No objections to having this function with this API, but doesn't the implementation duplicate fmpq_simplest_between? How does the performance compare?

[fredrik-johansson]

BTW, this function probably ought to have a fast path for input of the form $[n 2^e \pm r]$ where $r &lt; 2^e$.

[edgarcosta]

Thanks!!!! fmpq_simplest_between is what I have been looking for this whole time. I will rewrite it!

[edgarcosta]

Rewrote in cd5f9f0 (force-pushed). Two changes:

1. Wrapping fmpq_simplest_between. The function body now just
handles arb_is_finite, exact-dyadic endpoint extraction, and the
zero-crossing / fully-negative cases (needed because
fmpq_simplest_between breaks denominator ties by smallest value
i.e. ceil(l), whereas this contract is smallest absolute numerator).
For positive intervals it delegates directly. Body collapsed from
~150 lines of hand-rolled CF descent to ~75 lines of wrapper.

Performance, single per-call timing under -O2, x86_64 raptorlake:

prec	355/113 (was → now)	π (was → now)
53	0.045 ms → 0.031 ms	0.002 ms → 0.004 ms
1000	0.132 ms → 0.152 ms	0.075 ms → 0.026 ms
10000	0.007 ms → 0.043 ms	1.872 ms → 0.152 ms (~12×)
50000	0.108 ms → 0.254 ms	34.241 ms → 1.005 ms (~34×)

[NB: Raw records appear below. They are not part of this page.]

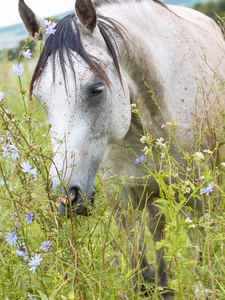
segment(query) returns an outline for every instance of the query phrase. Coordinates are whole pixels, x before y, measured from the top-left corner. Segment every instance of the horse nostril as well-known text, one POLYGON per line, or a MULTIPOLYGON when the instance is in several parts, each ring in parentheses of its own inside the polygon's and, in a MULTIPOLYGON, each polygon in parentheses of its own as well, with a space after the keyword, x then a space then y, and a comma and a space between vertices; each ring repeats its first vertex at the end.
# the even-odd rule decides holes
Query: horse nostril
POLYGON ((79 188, 77 188, 77 187, 70 188, 70 190, 68 192, 68 196, 71 200, 72 206, 77 204, 78 198, 79 198, 79 193, 80 193, 79 188))

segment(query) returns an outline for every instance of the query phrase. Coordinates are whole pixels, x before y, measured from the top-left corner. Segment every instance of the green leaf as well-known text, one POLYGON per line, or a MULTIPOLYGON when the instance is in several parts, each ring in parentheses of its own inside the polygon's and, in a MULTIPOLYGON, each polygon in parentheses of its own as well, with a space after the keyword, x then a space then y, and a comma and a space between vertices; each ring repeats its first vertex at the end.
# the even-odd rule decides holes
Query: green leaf
POLYGON ((43 294, 41 291, 38 291, 38 293, 41 297, 41 300, 48 300, 48 297, 45 294, 43 294))
POLYGON ((159 250, 162 247, 167 247, 167 248, 171 248, 171 242, 165 241, 165 240, 161 240, 159 242, 156 242, 155 244, 155 249, 159 250))
POLYGON ((187 208, 190 211, 194 211, 194 209, 192 207, 190 207, 190 206, 185 206, 185 208, 187 208))
POLYGON ((197 265, 197 264, 199 264, 199 261, 197 261, 197 260, 191 260, 191 261, 188 261, 188 262, 183 263, 181 265, 185 266, 185 265, 197 265))

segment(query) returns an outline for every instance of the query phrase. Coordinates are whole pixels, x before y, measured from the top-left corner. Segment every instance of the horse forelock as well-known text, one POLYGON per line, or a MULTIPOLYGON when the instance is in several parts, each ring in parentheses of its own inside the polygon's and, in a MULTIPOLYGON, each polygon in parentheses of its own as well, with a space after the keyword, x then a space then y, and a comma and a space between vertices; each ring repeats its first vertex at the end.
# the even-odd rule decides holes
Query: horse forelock
MULTIPOLYGON (((99 31, 106 43, 107 49, 111 54, 117 73, 119 75, 121 84, 121 73, 118 62, 117 55, 117 43, 112 35, 112 30, 124 39, 123 30, 119 28, 119 25, 116 24, 111 19, 105 18, 103 16, 99 16, 98 18, 98 28, 99 31), (113 41, 113 42, 112 42, 113 41)), ((110 85, 110 81, 105 71, 100 67, 97 63, 98 59, 89 55, 82 44, 82 39, 79 31, 78 21, 75 14, 70 14, 63 19, 56 22, 55 26, 56 32, 55 34, 51 34, 43 47, 42 53, 37 62, 36 68, 34 70, 34 74, 30 83, 29 95, 32 97, 34 84, 38 82, 41 78, 42 72, 47 65, 47 61, 50 56, 52 56, 53 65, 53 83, 55 78, 55 70, 56 70, 56 56, 59 58, 59 64, 62 70, 65 86, 66 86, 66 65, 65 65, 65 55, 68 58, 70 68, 75 77, 75 69, 73 64, 73 52, 78 53, 84 61, 90 66, 91 70, 102 80, 106 82, 107 85, 110 85)), ((58 62, 58 61, 57 61, 58 62)))

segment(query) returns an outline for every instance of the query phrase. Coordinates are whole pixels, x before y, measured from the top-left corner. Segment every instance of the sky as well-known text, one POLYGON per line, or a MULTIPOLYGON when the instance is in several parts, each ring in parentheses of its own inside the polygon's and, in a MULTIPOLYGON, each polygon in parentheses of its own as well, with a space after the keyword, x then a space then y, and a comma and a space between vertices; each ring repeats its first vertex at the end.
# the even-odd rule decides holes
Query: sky
MULTIPOLYGON (((75 0, 25 0, 25 2, 36 15, 43 18, 73 10, 75 6, 75 0)), ((0 27, 21 22, 18 0, 0 0, 0 27)))

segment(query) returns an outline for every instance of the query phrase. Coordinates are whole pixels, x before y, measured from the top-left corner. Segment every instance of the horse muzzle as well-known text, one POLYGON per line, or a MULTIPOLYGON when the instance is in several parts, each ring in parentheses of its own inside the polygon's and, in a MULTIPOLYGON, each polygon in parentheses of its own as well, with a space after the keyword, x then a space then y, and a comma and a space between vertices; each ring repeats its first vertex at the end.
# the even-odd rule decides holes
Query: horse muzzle
POLYGON ((73 187, 63 192, 63 196, 58 196, 56 205, 61 217, 69 218, 72 214, 89 216, 94 205, 94 191, 87 197, 81 193, 79 187, 73 187), (66 195, 65 195, 66 194, 66 195))

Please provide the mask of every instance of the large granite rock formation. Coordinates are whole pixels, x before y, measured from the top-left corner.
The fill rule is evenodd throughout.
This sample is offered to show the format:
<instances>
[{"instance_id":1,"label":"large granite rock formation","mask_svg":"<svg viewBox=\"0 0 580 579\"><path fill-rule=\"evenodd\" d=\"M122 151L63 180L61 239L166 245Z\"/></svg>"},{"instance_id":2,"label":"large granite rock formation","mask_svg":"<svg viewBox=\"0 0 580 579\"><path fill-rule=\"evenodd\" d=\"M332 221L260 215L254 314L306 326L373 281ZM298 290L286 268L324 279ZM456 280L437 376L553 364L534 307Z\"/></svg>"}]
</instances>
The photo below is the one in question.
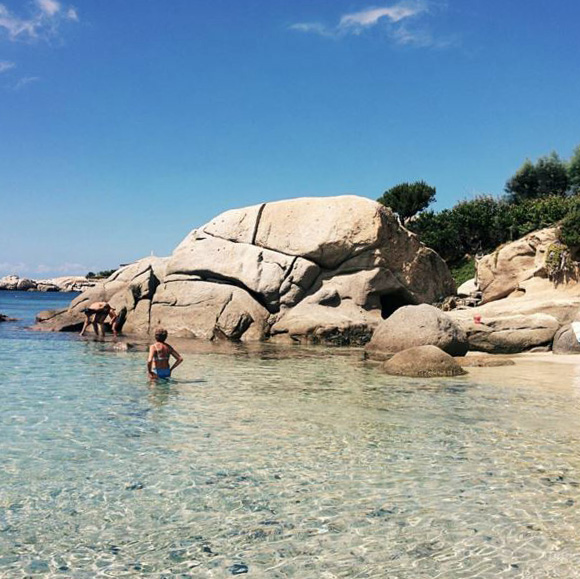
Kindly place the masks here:
<instances>
[{"instance_id":1,"label":"large granite rock formation","mask_svg":"<svg viewBox=\"0 0 580 579\"><path fill-rule=\"evenodd\" d=\"M40 328L79 327L108 301L125 333L362 344L383 317L453 293L445 263L390 210L355 196L235 209L87 290Z\"/></svg>"}]
</instances>

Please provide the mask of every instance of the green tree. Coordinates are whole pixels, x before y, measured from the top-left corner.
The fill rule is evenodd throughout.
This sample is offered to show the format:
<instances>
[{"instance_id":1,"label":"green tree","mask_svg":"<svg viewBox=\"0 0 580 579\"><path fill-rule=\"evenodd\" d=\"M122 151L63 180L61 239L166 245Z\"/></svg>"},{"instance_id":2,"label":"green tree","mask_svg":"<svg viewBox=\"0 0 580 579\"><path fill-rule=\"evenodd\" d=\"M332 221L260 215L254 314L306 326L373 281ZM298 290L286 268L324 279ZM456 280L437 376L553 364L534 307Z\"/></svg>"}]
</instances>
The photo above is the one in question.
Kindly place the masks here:
<instances>
[{"instance_id":1,"label":"green tree","mask_svg":"<svg viewBox=\"0 0 580 579\"><path fill-rule=\"evenodd\" d=\"M572 193L580 193L580 145L576 147L568 163L568 180Z\"/></svg>"},{"instance_id":2,"label":"green tree","mask_svg":"<svg viewBox=\"0 0 580 579\"><path fill-rule=\"evenodd\" d=\"M515 175L508 179L505 192L511 203L520 203L538 196L538 174L529 159L526 159Z\"/></svg>"},{"instance_id":3,"label":"green tree","mask_svg":"<svg viewBox=\"0 0 580 579\"><path fill-rule=\"evenodd\" d=\"M391 187L377 201L390 207L399 215L403 223L406 223L419 211L423 211L433 203L436 193L435 187L427 185L425 181L415 181Z\"/></svg>"},{"instance_id":4,"label":"green tree","mask_svg":"<svg viewBox=\"0 0 580 579\"><path fill-rule=\"evenodd\" d=\"M548 195L566 195L568 188L566 163L554 151L540 157L535 164L526 159L505 185L510 203L522 203Z\"/></svg>"},{"instance_id":5,"label":"green tree","mask_svg":"<svg viewBox=\"0 0 580 579\"><path fill-rule=\"evenodd\" d=\"M538 179L537 197L547 195L566 195L568 191L568 171L566 164L558 153L552 151L545 157L540 157L535 165Z\"/></svg>"}]
</instances>

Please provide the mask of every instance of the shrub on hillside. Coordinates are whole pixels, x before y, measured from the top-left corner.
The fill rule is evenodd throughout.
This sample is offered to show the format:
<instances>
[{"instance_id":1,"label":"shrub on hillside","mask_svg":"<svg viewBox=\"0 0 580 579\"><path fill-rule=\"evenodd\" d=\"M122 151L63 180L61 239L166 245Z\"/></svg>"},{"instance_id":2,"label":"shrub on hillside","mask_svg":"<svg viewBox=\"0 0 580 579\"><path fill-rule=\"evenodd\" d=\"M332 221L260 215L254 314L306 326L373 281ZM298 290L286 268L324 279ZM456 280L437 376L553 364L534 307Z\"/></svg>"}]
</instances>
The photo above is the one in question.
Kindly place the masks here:
<instances>
[{"instance_id":1,"label":"shrub on hillside","mask_svg":"<svg viewBox=\"0 0 580 579\"><path fill-rule=\"evenodd\" d=\"M568 180L572 193L580 193L580 146L576 147L568 162Z\"/></svg>"},{"instance_id":2,"label":"shrub on hillside","mask_svg":"<svg viewBox=\"0 0 580 579\"><path fill-rule=\"evenodd\" d=\"M515 205L481 196L440 213L421 213L409 228L445 261L456 264L465 255L490 253L502 243L550 227L576 211L580 212L578 196L541 197Z\"/></svg>"},{"instance_id":3,"label":"shrub on hillside","mask_svg":"<svg viewBox=\"0 0 580 579\"><path fill-rule=\"evenodd\" d=\"M560 224L558 237L569 247L580 247L580 209L571 211Z\"/></svg>"},{"instance_id":4,"label":"shrub on hillside","mask_svg":"<svg viewBox=\"0 0 580 579\"><path fill-rule=\"evenodd\" d=\"M475 277L475 259L464 257L449 268L451 277L455 280L457 287Z\"/></svg>"},{"instance_id":5,"label":"shrub on hillside","mask_svg":"<svg viewBox=\"0 0 580 579\"><path fill-rule=\"evenodd\" d=\"M421 213L409 228L445 261L455 263L466 254L485 252L502 242L498 219L503 205L491 196L481 196L440 213Z\"/></svg>"}]
</instances>

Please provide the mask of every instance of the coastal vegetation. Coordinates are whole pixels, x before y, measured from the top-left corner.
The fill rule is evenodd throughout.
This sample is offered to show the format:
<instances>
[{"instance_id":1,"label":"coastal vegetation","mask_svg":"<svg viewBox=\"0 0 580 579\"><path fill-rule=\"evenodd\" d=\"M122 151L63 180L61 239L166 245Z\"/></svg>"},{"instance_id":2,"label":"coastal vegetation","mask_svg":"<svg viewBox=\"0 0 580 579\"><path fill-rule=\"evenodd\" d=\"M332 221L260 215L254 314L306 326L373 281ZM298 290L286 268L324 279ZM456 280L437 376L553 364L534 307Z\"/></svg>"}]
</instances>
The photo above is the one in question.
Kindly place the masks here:
<instances>
[{"instance_id":1,"label":"coastal vegetation","mask_svg":"<svg viewBox=\"0 0 580 579\"><path fill-rule=\"evenodd\" d=\"M413 185L419 184L429 187L424 182ZM433 195L422 197L422 205L407 183L389 189L377 201L396 213L403 211L399 215L405 226L437 251L458 284L473 276L475 256L544 227L558 225L562 244L580 246L580 146L568 161L555 152L535 163L526 159L501 196L478 195L433 211L427 207L435 200L435 188L429 189ZM399 198L405 191L406 202Z\"/></svg>"},{"instance_id":2,"label":"coastal vegetation","mask_svg":"<svg viewBox=\"0 0 580 579\"><path fill-rule=\"evenodd\" d=\"M419 211L423 211L436 201L436 193L435 187L427 185L425 181L400 183L385 191L377 201L390 207L403 223L408 223Z\"/></svg>"},{"instance_id":3,"label":"coastal vegetation","mask_svg":"<svg viewBox=\"0 0 580 579\"><path fill-rule=\"evenodd\" d=\"M87 273L86 278L87 279L106 279L108 278L110 275L113 275L117 270L116 269L103 269L102 271L98 271L98 272L94 272L94 271L89 271L89 273Z\"/></svg>"}]
</instances>

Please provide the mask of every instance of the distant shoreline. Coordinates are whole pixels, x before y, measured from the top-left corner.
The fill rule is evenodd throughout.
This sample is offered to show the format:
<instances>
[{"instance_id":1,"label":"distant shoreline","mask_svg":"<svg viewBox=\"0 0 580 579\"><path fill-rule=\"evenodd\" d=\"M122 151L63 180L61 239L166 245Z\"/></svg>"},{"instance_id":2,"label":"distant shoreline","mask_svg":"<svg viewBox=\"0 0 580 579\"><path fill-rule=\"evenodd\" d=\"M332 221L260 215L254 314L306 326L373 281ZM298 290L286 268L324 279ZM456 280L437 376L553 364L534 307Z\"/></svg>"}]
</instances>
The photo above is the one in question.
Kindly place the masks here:
<instances>
[{"instance_id":1,"label":"distant shoreline","mask_svg":"<svg viewBox=\"0 0 580 579\"><path fill-rule=\"evenodd\" d=\"M18 275L7 275L0 278L0 291L36 291L36 292L83 292L92 288L101 280L80 275L61 276L50 279L34 280Z\"/></svg>"}]
</instances>

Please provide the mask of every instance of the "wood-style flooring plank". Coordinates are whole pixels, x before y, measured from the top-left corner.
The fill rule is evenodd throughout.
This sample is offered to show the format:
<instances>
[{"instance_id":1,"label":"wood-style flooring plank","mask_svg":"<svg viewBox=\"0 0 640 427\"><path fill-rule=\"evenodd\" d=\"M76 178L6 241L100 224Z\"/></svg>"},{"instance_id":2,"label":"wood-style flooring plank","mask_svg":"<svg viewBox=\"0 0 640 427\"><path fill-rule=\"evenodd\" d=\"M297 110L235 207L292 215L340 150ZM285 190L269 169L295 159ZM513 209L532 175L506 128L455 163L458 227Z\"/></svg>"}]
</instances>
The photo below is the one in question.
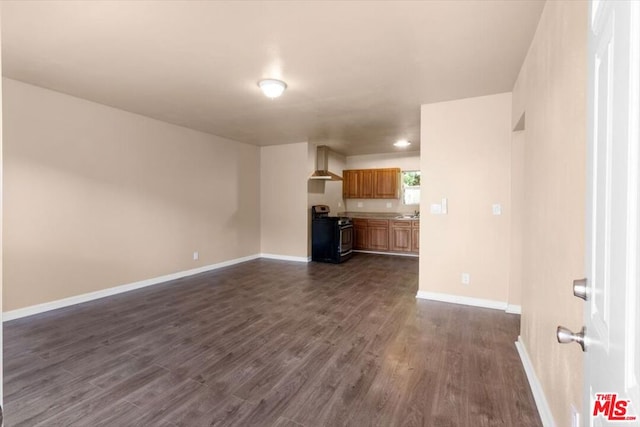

The rational-target rows are noise (both terminate in [3; 7, 16]);
the irrational case is where HGCD pays off, ~34× faster at 50000-bit
precision.

2. Fast path for [n·2^e ± r] with r < 2^e. Added the r = 0
case (arb_is_exact(b)): returns arf_get_fmpq(res, arb_midref(b))
without calling fmpq_simplest_between at all. Cost averaged over
1000 calls:

mantissa bits	per-call exact-ball time
53	9 ns
1000	35 ns
10000	140 ns
50000	481 ns

At 50000-bit precision that is ~2000× cheaper than the non-exact
path on the same input. For the more general 0 < r < 2^e case, the
midpoint is not always the answer (e.g. [5/8 ± 0.1] contains 2/3),
so it does not reduce to a one-step return; that case still falls
through to fmpq_simplest_between. Happy to add a tighter general
fast path if you have a specific shape in mind.

PR body has been updated to match.

[fredrik-johansson]

You can use arb_contains_zero to check for intervals containing 0 before converting to endpoints. This predicate is exact, and should be faster.

The fmpq_cmp(lo, hi) > 0 check should always fail; what is its purpose?

[edgarcosta]

• arb_contains_zero(b) now handles the zero-crossing case before any endpoint extraction. Non-finite and exact balls still take their own fast paths above it, so the conversion only runs for strictly positive/negative non-exact balls.
• The fmpq_cmp(lo, hi) > 0 check was indeed unreachable given that arb_get_lbound_arf <= arb_get_ubound_arf is guaranteed by arb for finite balls; removed, along with the goto cleanup it was guarding.
• Sign reduction now uses arb_is_negative(b) (also exact on the arf/mag pair) instead of fmpq_sgn(hi) < 0.

Body is down to ~60 lines. Valgrind on the new test dropped from 1.32 s to 0.91 s (the fuzz iterations that hit a zero-crossing ball no longer allocate). Per-call timings are within noise of the previous numbers.